In the meantime stocks are in a rush-hour-like grid-lock. Speculators won’t sell because its against the whole foolish buy-and-hold mentality they live with. Investors won’t sell a) because they haven’t been buying in ages, b) they already would have, or c) they are the new bulls, ready to step in as soon as things get bloody. Short sellers are out of part of the game altogether.

How do I know all this? Simple: Silver. I owned it from 21 all the way down to 10.50. Does it hurt? Well that depends. If you are out of a job with your life savings invested then probably. If you are a working man, putting more and more of your life’s toil into hard assets, it will mpay off immensely over the long run, so why worry?

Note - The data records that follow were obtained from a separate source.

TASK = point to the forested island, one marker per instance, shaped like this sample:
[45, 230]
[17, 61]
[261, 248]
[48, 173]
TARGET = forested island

The Dow right now should be priced at about 8,000 if it were looking 5 years out. But it isn’t. The market is looking at the next few days. Yes bailout or no bailout. As soon as that’s confirmed, hopefully that there will be a bailout and that the economy will only experience a bad recession at worst, then the next issue is for the Mice and the Buffalo.

The Mice are the risk-takers. The ones who thought they have their cheese and eat it too. They put too much money into too short-term of a gamble and lost. They will sell not because they want to but because they have to.

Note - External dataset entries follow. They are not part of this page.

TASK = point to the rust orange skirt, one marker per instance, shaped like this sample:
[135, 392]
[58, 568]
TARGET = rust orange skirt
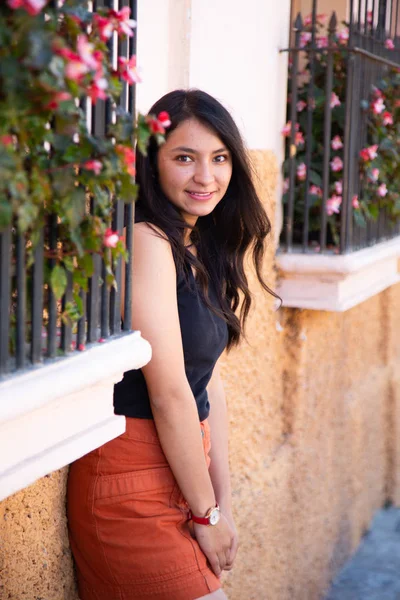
[128, 523]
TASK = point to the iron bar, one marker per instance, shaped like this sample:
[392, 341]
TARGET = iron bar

Buffalo travel in herds. Buy-and-hold today, run for the hills tomorrow. These folk would be better off owning gold. Its just as stupid as they are. They make when everyone makes more and lose more when the smart money takes losses.

It’s Caveat Emptor as they say in Latin, or Buyer Beware. Maybe they should say Seller Beware.

You can’t always change lanes while driving even though the other lane is better ,so too with investing. Sometimes you have to swallow losses. But don’t sell because others are. That’s juts plain foolish. And we are, or at least would love to think we are, Intelligent Investors.